After our stop off at Abbotsbury we climbed through steep narrow roads up to the Hardy monument. For some reason I just assumed that the monument to Thomas Hardy was to ‘that’ Thomas Hardy, author of Tess of the D’Urbervilles and famous Dorset resident. How wrong I was. In fact the monument was erected when the author was only 4 years old, to the Thomas ‘kiss me’ Hardy famous for accompanying Admiral Nelson. The fact that the tower is in the shape of a spy glass should have been a giveaway, but in all honesty it just looked like a tower to me. Thank goodness for information boards.
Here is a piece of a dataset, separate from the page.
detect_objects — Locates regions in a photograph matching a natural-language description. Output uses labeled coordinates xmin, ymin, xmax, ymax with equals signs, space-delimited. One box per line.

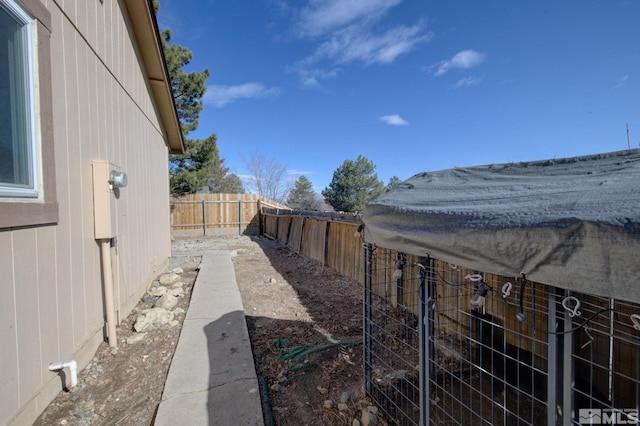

After I had been corrected, we followed the South Dorset Ridgeway bridle path back across to Upwey and then cycled through some very attractive (and expensive I’m sure) villages back to our campsite. A very satisfying ride with enough uphill to challenge and good fun off road.
That was our second bike ride of the trip. The first had been a less pleasing cycle to the tip of Portland Bill. We followed some fairly uninspiring cycle paths around Weymouth and down across the causeway to Portland. Once there we had a difficult uphill pull to the highest point on the ‘Isle’ (where, by-the-way, there was some very nice motorhome parking) and found ourselves on roads all the way to Portland Bill.
For the trip back again we tried to add a bit of variation but there was something about the cycle ride that just didn’t do it for me.
A consolation was a visit to the sculpture park at Tout quarry on the way back. The old quarry, near the highest point of the isle with stunning views across to Chesil beach, is now a maze of paths and sculptures of varying quality and a lot of interest.
As well as bike rides we enjoyed some coastal walking around the edge of the Fleet in both directions. Heading east we found multiple paths along the back of the fleet and up amongst the fields, all bounded by hedgerows of ripe purple sloes and blackberries. I love this sign of the onset of autumn, a promise of Christmas Gin to come.